I live in a bed now.
Beneath me there are wires. When I switch them on they heat up. The mild discomfort of the wires under my bum does nothing to affect the joy of the heat rising up.
Ancient tales speak of a land beyond the bed. We call it “The Wider World Theory”. It is a lie. There is no world out there. We have all we need in this bed. There is a loo next door as well, yes. That exists in the place with the bath. I have visited this bathplace and returned unscathed and warm and clean. Other rooms though? Merely legend. The door to the “outside corridor” exists, of course, because I entered it in a dream and the Deliveroo man manifested bringing curry to it. But the place beyond? I am not such a fool as to believe the mainstream media. The outside place is a lie designed to fool us into thinking we have options. That “travel” thing was just a strange dream. Nothing started until I closed that door behind me. The door closed and WORLD. A spot of corridor. A bed. A loo. The kitchen? Mere hearsay. The living room? Absurd. A room for living? I live perfectly well in his bed. This talk of rooms for living – it is the fantasy around which the Wideworlders build their myth. We need no room for living if we have the room of bed. What I have experienced personally is the sum total of everything that there is. Nothing else exists.
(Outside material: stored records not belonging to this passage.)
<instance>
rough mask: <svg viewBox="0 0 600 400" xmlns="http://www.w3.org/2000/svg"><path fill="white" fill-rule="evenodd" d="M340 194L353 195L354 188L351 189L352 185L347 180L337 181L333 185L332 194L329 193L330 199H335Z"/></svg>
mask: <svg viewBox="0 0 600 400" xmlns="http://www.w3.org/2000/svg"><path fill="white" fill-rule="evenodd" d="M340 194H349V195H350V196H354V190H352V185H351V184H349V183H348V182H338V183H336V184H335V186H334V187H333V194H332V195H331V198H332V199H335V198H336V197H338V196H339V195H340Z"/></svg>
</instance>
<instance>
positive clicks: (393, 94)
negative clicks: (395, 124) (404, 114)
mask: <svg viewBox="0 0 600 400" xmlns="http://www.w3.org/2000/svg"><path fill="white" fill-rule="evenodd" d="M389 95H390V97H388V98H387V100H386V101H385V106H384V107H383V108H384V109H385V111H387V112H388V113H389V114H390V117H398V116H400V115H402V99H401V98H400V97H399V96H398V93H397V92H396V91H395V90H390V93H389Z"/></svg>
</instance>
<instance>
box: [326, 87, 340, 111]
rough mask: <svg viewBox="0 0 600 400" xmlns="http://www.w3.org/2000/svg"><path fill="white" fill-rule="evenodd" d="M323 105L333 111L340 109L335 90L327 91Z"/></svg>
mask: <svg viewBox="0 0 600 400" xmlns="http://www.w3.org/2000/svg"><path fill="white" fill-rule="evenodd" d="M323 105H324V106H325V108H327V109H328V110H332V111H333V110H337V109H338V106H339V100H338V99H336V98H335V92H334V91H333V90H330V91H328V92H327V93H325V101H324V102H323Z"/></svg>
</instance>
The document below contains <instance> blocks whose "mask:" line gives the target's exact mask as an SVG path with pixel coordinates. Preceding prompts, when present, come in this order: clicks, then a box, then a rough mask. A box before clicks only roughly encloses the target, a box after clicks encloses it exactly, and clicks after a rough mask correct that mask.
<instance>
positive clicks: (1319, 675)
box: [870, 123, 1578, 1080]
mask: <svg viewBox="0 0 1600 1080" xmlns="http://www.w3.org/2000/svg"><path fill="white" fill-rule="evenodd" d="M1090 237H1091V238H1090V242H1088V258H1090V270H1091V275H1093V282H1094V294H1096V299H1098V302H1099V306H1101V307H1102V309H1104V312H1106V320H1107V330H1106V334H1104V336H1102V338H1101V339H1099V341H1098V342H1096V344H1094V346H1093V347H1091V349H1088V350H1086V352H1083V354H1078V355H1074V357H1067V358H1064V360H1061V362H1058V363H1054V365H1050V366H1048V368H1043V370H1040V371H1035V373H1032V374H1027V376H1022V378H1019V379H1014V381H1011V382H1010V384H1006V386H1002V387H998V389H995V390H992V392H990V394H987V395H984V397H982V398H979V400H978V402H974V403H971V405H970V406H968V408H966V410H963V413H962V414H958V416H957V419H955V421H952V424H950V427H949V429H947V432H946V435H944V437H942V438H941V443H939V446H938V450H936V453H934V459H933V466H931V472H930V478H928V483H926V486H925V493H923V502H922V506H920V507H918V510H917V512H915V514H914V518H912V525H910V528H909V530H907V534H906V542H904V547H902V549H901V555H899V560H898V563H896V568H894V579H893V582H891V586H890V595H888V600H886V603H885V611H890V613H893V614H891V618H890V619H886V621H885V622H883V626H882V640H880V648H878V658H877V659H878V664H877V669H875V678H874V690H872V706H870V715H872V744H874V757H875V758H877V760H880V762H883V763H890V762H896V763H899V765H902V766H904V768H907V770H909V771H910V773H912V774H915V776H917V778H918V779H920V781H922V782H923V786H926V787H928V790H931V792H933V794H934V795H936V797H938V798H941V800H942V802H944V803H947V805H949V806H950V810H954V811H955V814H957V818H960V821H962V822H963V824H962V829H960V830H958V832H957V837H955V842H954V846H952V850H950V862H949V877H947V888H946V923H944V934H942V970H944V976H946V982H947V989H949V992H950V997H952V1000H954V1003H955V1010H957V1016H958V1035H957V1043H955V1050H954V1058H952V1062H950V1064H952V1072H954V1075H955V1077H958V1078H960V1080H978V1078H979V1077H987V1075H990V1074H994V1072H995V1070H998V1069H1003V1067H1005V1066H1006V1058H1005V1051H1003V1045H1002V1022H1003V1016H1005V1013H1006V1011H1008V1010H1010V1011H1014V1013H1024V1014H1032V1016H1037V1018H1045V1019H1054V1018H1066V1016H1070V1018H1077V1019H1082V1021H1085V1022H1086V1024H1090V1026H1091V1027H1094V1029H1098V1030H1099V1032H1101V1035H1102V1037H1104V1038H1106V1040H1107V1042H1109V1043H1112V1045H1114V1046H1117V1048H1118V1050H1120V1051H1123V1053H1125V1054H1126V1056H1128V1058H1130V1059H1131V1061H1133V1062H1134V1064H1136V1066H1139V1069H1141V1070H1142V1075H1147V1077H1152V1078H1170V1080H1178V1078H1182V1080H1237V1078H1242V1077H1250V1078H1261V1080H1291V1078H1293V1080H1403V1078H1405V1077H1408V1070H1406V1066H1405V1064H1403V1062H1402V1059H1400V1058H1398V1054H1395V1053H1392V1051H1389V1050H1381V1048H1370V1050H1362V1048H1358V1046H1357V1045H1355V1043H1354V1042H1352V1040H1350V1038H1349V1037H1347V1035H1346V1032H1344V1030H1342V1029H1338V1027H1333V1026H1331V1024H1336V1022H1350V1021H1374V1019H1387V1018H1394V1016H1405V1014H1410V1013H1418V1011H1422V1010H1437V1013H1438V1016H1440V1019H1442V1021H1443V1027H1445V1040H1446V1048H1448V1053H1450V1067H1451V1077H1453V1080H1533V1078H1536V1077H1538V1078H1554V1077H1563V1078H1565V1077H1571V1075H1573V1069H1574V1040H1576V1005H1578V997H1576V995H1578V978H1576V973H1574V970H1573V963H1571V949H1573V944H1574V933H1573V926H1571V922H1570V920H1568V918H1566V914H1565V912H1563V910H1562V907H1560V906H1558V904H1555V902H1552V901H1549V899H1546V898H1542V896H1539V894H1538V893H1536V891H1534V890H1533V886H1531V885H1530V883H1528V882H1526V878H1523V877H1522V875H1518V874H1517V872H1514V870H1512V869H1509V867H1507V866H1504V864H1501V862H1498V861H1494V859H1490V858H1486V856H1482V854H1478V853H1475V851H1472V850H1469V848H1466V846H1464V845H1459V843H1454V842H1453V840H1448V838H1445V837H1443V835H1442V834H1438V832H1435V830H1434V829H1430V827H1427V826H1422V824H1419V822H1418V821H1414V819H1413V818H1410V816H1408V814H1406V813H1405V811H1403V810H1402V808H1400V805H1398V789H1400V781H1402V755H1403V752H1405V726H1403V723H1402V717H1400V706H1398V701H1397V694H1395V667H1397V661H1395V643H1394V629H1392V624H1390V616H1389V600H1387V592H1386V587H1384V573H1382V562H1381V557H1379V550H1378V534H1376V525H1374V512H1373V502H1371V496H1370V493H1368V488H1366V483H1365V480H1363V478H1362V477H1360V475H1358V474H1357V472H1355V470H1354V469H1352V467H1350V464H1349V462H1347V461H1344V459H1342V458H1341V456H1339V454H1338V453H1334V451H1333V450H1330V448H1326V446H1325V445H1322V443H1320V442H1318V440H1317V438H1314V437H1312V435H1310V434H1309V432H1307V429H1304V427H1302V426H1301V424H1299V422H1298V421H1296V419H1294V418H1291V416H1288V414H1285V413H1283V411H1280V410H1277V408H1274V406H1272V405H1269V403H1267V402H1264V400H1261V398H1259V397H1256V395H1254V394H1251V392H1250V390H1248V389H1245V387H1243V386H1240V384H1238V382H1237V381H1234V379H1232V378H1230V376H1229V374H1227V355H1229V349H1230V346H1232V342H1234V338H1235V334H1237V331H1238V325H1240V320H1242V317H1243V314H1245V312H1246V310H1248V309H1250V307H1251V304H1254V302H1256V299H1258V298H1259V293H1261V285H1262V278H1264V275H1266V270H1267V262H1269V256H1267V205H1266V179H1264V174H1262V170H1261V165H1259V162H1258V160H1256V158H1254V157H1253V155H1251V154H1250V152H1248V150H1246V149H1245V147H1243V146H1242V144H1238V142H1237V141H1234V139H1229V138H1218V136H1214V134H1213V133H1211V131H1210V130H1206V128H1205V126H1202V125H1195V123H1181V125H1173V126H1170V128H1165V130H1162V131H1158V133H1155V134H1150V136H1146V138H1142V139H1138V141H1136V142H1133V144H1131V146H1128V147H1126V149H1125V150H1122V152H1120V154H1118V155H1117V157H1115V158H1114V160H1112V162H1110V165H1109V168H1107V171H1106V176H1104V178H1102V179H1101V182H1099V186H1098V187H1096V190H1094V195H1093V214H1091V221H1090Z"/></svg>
In the room of bed I have everything that I could ever want. I have an iPad for computer games, on which I can play the fabulous Inkle text game “80 Days,” the excellent geeky starship game “FTL” and the bizarre and challenging roguelike “Sunless Sea”. Three game recommendations there for people who, like me, enjoy a bit of relatability and reading in their games, as well as an economy that only requires you to pay once. 80 Days in particular is a charming and strange piece of writing, with so many hidden secrets, all about travel – it’s the most perfect long haul travel game ever created. The flight to Sao Paolo from Montevideo flew by by on one playthrough where I was just experimenting with making as much money as possible. It’s a game about the playing, not the winning. It’s brilliant.
FTL is just good repeatedle noise. It’s hard. You think you’ve got it all sorted and then everything is lost in moments.
Sunless Sea is more chaotic. I enjoy it although I paid for the Kickstarter and never got registered for my benefits. There’s a world that exists that makes what sense you might want it to make.
And so my life passes by. In a dream once, I travelled from Montevideo to Sao Paolo and slept on a plane fitfully. I got a tube from Heathrow airport, and then walked home from South Kensington, stopping at Waitrose to buy food so I didn’t order a Deliveroo. I slept for two hours. I then ordered a Deliveroo regardless and sat on my bed eating curry. My bed. The bed. It exists. Blessed be the name of the bed. The bed is true. Research “Bed”.